Perhaps, as we say in America, I wanted to find myself. This is an interesting phrase, not current as far as I know in the language of any other people, which certainly does not mean what it says but betrays a nagging suspicion that something has been misplaced.
-James Baldwin, Giovanni’s Room
I am nothing.
I will always be nothing.
I can’t hope to be something.
But within me, I have all the dreams of the world.
–Fernando Pessoa, from his poem “The Tobacco Shop”
“Our first night professionally onstage,” Colbert said, the longtime Second City director Jeff Michalski told them that the most important lesson he could pass on to them was this: “You have to learn to love the bomb.”
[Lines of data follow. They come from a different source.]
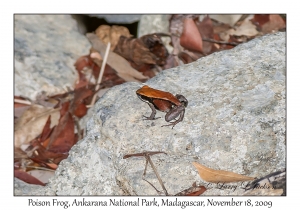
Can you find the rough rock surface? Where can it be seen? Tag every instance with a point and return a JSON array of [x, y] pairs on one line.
[[46, 48], [235, 121]]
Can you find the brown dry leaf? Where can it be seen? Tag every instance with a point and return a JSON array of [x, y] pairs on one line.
[[206, 30], [195, 190], [63, 135], [24, 176], [275, 23], [264, 192], [112, 34], [32, 122], [228, 19], [191, 38], [215, 176], [155, 45], [122, 66], [134, 50], [260, 20], [46, 130], [42, 175]]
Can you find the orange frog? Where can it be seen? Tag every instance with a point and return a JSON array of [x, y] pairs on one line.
[[165, 102]]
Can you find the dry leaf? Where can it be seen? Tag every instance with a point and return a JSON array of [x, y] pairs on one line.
[[115, 61], [206, 30], [22, 175], [42, 175], [264, 192], [215, 176], [228, 19], [32, 122], [191, 38], [195, 190], [134, 50], [275, 23]]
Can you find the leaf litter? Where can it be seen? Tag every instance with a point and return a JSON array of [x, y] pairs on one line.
[[47, 128]]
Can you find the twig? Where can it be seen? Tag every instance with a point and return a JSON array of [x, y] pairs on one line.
[[156, 173], [220, 42], [142, 154], [40, 168], [78, 127], [101, 73], [148, 159]]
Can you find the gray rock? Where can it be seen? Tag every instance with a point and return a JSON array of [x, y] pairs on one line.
[[235, 121], [46, 48], [127, 19]]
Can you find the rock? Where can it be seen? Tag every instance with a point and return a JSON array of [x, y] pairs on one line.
[[121, 19], [235, 121], [46, 48]]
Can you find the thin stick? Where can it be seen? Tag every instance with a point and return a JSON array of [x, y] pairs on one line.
[[20, 101], [220, 42], [156, 173], [101, 73]]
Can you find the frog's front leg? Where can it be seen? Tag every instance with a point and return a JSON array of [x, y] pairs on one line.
[[173, 113], [152, 116]]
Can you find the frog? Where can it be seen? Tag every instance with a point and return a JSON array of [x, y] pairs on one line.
[[174, 106]]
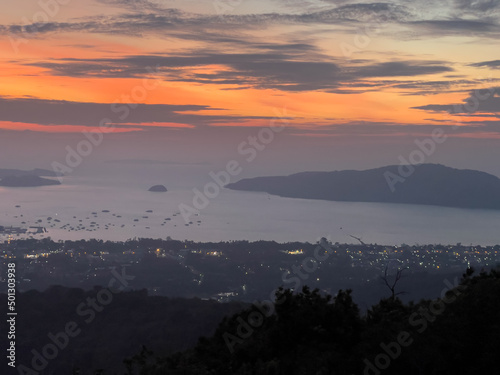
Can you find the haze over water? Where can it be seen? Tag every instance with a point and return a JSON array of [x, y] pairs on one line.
[[232, 215]]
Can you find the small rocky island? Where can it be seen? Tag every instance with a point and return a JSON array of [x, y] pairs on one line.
[[158, 189]]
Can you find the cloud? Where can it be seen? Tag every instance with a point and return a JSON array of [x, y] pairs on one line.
[[288, 67], [494, 64], [59, 112], [477, 103]]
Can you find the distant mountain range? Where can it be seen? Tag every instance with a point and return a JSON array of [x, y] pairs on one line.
[[427, 184], [21, 178]]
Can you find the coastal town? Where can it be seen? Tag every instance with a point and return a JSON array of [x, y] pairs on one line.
[[237, 270]]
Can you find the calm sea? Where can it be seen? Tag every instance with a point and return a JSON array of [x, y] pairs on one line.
[[233, 215]]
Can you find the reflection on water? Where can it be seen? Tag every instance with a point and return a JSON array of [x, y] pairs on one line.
[[73, 211]]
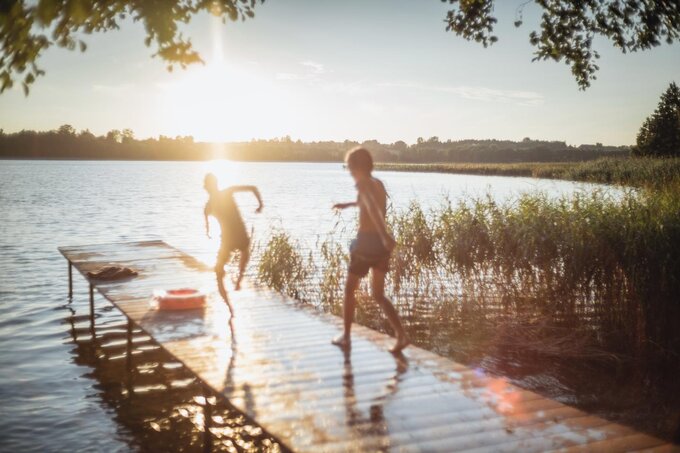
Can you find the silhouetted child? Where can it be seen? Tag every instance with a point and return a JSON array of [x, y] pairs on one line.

“It took me a long time to really understand what that meant,” Colbert said. “It wasn’t ‘Don’t worry, you’ll get it next time.’ It wasn’t ‘Laugh it off.’ No, it means what it says. You gotta learn to love when you’re failing.… The embracing of that, the discomfort of failing in front of an audience, leads you to penetrate through the fear that blinds you. Fear is the mind killer.” (You’re welcome, Dune nerds.)